Он вскочил в троллейбус за миг до того, как закрылась передняя дверь. Кивнул в зеркальце шофёру – спасибо, брат! – и шофёр, кивнув в ответ, ласково сказал сидевшему рядом парнишке:
– Ноги-то не мои – пассажирские. Раз им не жалко! А вообще-то взял бы я их сотни так две… – Он мечтательно вздохнул, не переставая клацать рычагами, – и в лепёшку! С р-разгона!! Серьёзно тебе говорю. Но как подумаешь– ёлки… милиция, суд, то, сё… Тут пенсия через год.
Парень – видимо, ученик – вдумчиво кивал. Сзади кричали:
– Шофёр, печку выключи!
Парень задвинул дверь кабины. Руки у него были могучие, с тренированными бицепсами – не руки, а реклама культуризма.
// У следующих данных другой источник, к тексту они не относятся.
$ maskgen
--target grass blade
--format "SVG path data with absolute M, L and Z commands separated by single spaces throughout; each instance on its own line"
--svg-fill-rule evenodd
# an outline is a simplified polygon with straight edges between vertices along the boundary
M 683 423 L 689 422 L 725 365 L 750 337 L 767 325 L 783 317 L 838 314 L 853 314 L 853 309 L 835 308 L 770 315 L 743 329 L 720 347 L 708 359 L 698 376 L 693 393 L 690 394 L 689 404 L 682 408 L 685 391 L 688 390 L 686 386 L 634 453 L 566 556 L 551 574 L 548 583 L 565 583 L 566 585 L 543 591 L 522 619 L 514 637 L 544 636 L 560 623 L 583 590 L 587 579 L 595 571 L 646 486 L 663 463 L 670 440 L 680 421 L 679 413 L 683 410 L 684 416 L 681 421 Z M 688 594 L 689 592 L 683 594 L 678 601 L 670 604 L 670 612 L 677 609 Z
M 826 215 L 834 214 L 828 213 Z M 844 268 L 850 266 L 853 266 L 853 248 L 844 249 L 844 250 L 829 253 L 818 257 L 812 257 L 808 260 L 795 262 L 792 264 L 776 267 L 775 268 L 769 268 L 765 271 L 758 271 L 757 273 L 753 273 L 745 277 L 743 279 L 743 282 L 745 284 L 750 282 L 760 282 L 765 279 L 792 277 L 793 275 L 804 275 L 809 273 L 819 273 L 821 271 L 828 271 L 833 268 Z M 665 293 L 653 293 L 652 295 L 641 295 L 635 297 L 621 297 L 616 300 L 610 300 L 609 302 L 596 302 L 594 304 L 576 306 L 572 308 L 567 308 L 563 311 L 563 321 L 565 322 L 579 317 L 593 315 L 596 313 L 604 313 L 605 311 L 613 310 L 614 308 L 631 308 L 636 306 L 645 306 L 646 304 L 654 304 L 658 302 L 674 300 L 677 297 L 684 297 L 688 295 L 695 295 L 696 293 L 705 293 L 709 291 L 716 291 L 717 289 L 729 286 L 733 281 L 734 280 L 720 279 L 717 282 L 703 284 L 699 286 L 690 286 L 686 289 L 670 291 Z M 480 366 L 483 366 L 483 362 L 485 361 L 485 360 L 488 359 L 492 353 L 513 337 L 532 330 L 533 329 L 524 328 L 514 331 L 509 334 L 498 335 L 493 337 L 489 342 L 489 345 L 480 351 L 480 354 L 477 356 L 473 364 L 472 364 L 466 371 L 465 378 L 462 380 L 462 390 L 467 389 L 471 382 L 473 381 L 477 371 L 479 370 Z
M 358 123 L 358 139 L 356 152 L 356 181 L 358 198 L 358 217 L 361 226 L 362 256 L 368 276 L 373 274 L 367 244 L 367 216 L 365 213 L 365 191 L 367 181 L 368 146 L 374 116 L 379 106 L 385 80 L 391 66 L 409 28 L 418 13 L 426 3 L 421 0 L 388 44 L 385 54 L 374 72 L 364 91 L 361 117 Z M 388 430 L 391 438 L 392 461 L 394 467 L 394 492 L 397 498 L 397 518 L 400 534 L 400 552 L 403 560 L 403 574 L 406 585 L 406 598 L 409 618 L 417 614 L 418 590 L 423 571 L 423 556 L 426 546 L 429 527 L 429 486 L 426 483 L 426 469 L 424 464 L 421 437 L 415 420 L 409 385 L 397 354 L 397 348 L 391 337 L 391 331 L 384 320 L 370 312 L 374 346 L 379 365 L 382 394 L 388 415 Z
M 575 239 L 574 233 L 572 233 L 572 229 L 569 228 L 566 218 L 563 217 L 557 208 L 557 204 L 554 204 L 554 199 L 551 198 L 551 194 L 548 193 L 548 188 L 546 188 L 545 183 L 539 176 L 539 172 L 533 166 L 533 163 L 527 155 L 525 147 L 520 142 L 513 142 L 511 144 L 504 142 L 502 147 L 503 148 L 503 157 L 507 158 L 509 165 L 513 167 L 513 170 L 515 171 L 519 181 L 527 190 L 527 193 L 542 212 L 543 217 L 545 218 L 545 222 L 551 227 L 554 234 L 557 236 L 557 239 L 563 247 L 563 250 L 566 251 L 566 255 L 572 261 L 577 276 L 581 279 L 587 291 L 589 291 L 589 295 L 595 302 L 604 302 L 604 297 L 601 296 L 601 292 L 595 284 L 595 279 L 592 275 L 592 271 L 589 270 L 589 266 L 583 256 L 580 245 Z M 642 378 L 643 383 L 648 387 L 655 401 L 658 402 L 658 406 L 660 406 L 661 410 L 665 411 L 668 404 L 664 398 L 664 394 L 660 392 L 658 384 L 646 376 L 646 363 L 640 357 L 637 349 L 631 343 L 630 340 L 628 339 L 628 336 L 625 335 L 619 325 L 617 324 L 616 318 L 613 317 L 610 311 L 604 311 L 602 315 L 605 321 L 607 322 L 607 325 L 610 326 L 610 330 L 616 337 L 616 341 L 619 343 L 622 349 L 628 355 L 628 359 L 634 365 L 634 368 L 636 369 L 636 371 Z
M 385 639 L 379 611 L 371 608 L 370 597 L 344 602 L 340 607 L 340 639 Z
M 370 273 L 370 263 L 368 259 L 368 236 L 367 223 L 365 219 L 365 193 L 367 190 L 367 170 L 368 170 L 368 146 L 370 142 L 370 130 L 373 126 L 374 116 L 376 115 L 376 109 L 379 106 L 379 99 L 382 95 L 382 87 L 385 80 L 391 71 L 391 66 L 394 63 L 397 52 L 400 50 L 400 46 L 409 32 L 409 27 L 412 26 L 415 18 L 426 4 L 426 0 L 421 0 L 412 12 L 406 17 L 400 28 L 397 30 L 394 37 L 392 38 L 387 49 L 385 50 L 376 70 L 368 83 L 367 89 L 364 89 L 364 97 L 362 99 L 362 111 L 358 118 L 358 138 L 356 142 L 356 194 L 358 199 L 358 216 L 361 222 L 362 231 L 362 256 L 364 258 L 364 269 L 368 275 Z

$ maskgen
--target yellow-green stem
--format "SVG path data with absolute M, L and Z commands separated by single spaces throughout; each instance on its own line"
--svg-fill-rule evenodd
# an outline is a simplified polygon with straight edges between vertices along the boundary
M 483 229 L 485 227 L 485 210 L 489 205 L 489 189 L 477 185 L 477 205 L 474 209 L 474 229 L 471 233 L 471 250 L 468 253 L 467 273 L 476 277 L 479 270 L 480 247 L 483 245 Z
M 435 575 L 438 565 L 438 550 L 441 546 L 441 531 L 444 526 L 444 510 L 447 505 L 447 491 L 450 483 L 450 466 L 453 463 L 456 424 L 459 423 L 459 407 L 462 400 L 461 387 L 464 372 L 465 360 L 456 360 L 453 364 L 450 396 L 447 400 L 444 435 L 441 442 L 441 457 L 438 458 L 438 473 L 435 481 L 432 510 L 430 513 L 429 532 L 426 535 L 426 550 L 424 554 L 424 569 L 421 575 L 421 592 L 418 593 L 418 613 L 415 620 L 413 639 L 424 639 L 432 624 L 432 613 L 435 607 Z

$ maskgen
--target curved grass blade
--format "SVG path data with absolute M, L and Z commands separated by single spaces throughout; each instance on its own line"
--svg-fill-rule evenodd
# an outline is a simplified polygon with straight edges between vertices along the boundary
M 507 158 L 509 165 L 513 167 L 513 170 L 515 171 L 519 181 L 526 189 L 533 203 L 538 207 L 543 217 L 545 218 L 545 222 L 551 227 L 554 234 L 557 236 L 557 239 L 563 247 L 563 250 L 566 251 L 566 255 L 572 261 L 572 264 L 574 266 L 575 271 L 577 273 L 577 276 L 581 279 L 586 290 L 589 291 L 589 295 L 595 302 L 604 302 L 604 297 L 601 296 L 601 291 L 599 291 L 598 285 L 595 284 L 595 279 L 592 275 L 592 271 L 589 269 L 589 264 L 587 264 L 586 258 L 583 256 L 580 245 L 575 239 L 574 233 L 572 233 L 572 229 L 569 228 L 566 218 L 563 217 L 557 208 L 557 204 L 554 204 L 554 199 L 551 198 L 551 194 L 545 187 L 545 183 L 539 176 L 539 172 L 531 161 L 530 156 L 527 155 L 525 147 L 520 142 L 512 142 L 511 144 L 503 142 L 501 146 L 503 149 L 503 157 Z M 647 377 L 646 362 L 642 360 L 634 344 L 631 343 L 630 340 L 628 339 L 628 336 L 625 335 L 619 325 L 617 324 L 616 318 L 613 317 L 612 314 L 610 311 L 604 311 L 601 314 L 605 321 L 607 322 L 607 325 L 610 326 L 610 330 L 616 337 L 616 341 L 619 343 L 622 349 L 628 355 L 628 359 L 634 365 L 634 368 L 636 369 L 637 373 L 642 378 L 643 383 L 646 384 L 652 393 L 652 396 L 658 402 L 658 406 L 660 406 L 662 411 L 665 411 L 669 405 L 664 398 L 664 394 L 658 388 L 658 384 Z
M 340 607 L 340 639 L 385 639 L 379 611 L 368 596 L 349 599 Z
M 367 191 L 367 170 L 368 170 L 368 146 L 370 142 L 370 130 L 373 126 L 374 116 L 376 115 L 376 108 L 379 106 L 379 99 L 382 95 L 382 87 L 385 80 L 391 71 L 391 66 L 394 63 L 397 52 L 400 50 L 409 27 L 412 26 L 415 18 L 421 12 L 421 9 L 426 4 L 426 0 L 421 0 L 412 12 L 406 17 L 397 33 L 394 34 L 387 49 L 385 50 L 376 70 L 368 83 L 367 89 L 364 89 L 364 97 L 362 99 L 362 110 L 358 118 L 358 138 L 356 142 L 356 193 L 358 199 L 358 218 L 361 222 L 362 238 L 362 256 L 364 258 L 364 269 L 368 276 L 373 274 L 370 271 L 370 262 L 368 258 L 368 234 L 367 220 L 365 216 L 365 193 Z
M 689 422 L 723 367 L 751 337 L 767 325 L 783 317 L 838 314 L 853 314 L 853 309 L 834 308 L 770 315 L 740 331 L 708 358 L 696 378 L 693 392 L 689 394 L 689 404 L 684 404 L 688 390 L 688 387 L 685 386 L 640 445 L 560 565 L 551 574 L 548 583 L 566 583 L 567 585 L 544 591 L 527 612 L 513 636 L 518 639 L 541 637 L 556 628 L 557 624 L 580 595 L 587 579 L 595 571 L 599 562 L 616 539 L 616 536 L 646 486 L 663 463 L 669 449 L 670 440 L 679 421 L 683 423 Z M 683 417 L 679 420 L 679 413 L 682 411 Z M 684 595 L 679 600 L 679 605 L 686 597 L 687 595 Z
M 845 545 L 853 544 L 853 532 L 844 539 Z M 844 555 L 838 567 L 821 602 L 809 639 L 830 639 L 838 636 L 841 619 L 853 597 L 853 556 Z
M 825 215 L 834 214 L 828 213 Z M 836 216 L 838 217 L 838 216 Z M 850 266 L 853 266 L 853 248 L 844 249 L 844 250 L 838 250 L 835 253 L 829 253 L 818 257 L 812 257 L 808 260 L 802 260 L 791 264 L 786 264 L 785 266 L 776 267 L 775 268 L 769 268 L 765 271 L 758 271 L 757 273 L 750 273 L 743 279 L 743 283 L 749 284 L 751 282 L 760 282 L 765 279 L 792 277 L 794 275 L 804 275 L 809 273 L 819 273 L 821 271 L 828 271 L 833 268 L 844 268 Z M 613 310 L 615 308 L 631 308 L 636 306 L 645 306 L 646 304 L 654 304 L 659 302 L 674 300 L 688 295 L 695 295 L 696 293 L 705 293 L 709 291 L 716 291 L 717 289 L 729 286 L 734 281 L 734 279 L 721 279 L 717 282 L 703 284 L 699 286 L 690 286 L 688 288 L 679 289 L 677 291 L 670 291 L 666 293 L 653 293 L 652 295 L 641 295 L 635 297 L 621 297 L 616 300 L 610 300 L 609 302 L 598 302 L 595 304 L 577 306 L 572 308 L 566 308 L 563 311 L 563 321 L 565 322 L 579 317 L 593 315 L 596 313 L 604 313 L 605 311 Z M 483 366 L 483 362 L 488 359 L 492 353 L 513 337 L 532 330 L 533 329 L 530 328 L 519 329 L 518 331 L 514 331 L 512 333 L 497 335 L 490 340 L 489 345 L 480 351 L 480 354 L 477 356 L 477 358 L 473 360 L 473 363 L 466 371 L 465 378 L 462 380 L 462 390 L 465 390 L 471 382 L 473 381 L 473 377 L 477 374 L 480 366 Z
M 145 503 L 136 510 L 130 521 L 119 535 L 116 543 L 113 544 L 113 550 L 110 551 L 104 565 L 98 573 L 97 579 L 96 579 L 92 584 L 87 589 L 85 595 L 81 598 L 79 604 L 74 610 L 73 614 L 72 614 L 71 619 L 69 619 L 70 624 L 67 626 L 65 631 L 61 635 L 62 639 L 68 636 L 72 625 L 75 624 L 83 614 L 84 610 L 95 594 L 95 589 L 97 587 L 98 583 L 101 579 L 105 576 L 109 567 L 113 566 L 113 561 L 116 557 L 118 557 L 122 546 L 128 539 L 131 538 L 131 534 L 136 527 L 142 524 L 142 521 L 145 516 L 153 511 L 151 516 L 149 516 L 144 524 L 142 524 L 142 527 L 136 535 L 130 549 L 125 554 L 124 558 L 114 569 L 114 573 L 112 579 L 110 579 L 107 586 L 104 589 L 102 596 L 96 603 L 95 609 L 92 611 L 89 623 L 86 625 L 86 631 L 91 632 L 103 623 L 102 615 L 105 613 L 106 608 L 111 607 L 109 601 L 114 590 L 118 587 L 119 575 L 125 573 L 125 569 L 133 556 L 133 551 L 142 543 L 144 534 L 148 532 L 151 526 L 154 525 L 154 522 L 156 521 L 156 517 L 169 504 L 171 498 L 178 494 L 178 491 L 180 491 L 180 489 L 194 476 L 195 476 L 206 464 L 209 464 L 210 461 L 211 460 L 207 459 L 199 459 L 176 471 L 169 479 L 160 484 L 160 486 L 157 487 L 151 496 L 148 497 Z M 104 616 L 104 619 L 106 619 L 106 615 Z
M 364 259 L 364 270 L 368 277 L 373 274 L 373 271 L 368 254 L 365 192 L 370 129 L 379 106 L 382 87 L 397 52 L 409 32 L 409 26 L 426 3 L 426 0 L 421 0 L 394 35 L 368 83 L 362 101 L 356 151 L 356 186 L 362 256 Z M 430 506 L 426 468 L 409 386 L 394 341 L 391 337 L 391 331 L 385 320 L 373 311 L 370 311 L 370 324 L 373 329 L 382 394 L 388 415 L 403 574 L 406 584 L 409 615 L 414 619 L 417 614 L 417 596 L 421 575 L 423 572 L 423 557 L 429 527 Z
Толик рассеянно попытался вычислить – куда тёща могла засунуть гантели? В кладовку, что ли, заперла? – и вдруг заметил, что пропустил свой поворот. Чертыхнувшись, он стукнул было в стекло кабины, но те двое как не слышали. Шофёр смотрел на дорогу железным взглядом. У парня не дрогнул ни один мускул. Они были хозяевами на своей территории.
Толик дождался остановки,  вышел, присел на скамейку. Хотелось что-то додумать, какую-то мысль.
Территория тёщи – был дом.
Отдел аспирантуры – территория той, Сергевны.
Территория Петра – кафедра. Но она же – и Мышки, и других. Маленький столик в углу – розовой лаборантки. А его, Толика? Рецензия под стеклом? Порог? Коридор за дверью?
Впрочем… Похоже, была ещё одна территория. На тридцать человек. С трёхстворчатой доской на стене. И с отдельно стоящим, самым большим столом – для него, Толика. Анатолия Павловича. И тридцать голов – жёлтых, черных, рыжих, кудрявых и гладких, с бантами и вихрами – разом повернувшихся в его сторону.
Он вдруг почувствовал, что страшно устал. И всё вокруг было тоже усталым: сиреневатый тёплый воздух, редкие шаги, приглушённые голоса и смех. День, отработавший свою норму, неспешно и с достоинством угасал. Солнце садилось.
Он нащупал в «дипломате» яблоко, воровато оглянулся и вытащил. Быстро куснул и сунул было в карман, но передумал и принялся доедать, уже не спеша.
Яблоко было твёрдое, зелёное, чуть кисловатое на вкус.